Дом тоже был утрачен — в хоромине поселился Алексеевский крестьянский клуб. А семейство Кондрашенок — сам Фёдор, жена и шестеро детей (рожала-то Анна восемнадцать, да не все выжили) — получило милостивое разрешение обременить собой шаткую сторожку на краю участка.
Многие недоумевали, отчего и Кондрашенок не присовокупили к пассажирам тех двух или трёх куцых обозов в несколько телег каждый, что, сопровождаемые бойцами НКВД, увезли кое-кого в Калараш, на ближайшую станцию железной дороги.

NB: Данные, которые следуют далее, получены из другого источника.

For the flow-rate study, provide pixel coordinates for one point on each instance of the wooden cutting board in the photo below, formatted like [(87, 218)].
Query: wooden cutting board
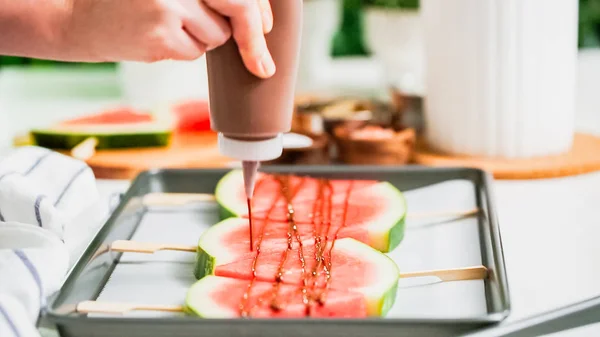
[(186, 151), (583, 157)]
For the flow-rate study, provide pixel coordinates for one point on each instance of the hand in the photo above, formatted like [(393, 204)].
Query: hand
[(250, 20), (154, 30)]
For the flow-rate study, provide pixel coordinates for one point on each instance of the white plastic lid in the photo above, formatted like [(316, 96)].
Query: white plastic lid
[(245, 150)]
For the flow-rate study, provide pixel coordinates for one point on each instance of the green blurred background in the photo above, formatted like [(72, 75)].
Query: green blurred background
[(349, 39)]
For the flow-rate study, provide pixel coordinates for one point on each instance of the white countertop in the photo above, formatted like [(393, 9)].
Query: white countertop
[(550, 228)]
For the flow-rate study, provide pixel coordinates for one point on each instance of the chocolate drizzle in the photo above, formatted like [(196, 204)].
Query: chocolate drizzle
[(344, 216), (291, 234), (250, 231)]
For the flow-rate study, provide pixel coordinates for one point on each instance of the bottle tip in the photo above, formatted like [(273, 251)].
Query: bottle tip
[(250, 169)]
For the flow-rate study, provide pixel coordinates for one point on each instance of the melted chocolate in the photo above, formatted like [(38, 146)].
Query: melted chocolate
[(344, 215), (291, 234), (250, 231), (321, 219)]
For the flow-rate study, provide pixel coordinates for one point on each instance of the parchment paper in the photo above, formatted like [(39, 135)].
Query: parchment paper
[(164, 277)]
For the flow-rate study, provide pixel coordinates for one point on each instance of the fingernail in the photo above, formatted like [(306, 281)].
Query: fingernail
[(268, 20), (267, 65)]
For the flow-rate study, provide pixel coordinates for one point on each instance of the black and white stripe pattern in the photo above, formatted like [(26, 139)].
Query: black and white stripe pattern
[(11, 324), (69, 184), (34, 273)]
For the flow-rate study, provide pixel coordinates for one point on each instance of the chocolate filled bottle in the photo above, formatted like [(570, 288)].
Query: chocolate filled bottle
[(250, 114)]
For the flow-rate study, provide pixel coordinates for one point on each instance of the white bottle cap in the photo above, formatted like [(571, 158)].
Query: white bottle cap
[(247, 150)]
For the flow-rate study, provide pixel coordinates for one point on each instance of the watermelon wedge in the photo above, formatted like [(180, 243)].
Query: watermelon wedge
[(192, 116), (372, 212), (118, 128), (219, 297), (352, 266)]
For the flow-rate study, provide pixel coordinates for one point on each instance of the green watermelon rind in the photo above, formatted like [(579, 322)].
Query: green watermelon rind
[(206, 261), (384, 239), (67, 140)]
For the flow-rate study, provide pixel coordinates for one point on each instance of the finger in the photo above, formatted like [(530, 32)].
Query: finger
[(186, 47), (205, 24), (267, 15), (246, 22)]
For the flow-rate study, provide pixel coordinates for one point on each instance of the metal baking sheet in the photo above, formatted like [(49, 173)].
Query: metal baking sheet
[(422, 308)]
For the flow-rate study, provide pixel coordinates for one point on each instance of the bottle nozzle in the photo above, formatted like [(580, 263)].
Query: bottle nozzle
[(250, 169)]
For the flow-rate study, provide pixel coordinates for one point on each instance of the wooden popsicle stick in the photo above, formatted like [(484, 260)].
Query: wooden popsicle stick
[(124, 246), (95, 307), (85, 150), (429, 215), (448, 275), (180, 199)]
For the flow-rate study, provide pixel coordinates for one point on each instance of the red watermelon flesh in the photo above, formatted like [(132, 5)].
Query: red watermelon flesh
[(116, 116), (219, 297), (351, 265), (335, 195), (365, 210), (348, 271), (273, 237)]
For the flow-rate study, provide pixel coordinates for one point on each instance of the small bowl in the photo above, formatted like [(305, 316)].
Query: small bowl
[(397, 149)]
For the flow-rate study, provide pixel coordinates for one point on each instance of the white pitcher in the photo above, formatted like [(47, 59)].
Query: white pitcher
[(500, 76)]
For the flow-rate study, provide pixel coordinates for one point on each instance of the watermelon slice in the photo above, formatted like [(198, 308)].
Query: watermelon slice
[(353, 266), (372, 212), (118, 128), (192, 116), (219, 297)]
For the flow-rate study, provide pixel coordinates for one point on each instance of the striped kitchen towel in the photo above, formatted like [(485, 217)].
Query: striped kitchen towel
[(42, 193)]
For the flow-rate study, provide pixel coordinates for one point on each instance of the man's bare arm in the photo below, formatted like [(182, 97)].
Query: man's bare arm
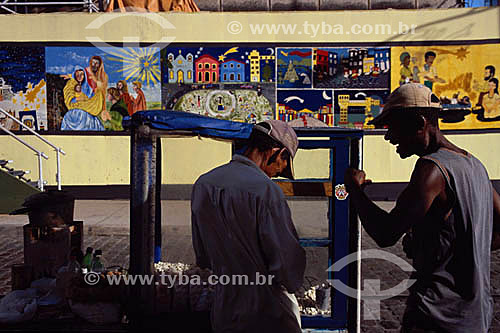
[(495, 241), (426, 183)]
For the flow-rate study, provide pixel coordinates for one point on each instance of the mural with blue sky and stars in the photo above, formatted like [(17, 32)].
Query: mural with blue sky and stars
[(23, 86)]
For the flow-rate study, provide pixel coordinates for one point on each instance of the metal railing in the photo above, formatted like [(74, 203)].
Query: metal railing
[(89, 5), (39, 153)]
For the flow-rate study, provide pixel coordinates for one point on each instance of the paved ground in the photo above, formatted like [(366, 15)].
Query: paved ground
[(106, 228)]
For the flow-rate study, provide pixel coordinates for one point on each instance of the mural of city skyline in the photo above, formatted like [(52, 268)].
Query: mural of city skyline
[(294, 68), (358, 68), (79, 88)]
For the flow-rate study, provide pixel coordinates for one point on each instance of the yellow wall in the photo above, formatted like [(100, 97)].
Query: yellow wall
[(105, 160), (101, 160), (233, 27), (382, 164)]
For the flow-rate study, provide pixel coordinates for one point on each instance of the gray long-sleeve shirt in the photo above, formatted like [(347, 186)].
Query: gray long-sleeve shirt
[(241, 225)]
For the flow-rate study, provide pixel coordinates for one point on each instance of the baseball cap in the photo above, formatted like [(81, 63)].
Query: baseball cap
[(285, 135), (409, 95)]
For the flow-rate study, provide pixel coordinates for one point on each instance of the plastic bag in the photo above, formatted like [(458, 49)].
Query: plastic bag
[(18, 306)]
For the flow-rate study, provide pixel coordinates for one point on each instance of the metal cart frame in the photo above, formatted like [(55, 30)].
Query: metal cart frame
[(145, 215)]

Понятно было, почему в числе арестованных оказался отец Митрий с женой и детьми: всё равно службы прекратились, а требы батюшка кое-как совершал, пока церковь не закрылась окончательно; не могло быть двух мнений насчёт семейства Галицких — известные на всю округу богатеи; не вызывал вопросов и Петру Ракаш, отъявленный мироед; а с чего бы коннозаводчика Кондрашенко со всем семейством оставили? — просто умом разойдёшься.
Может быть, случай: кто-то промашку дал, не проявил должной бдительности, спустя рукава обязанность исполнил; а может, ещё какие обстоятельства сыграли роль.
Так или иначе, а дальше всё покатилось, будто так и должно было: человек ко всему привыкает и находит новую форму своего существования.
Вот только делать Фёдору стало совсем нечего, и некоторое время он маялся, не находя себе места.
Но чем от века хорош этот край, хоть Румынией зови, хоть Молдавией, так это тем, что уж чего-чего, а выпить всегда найдётся.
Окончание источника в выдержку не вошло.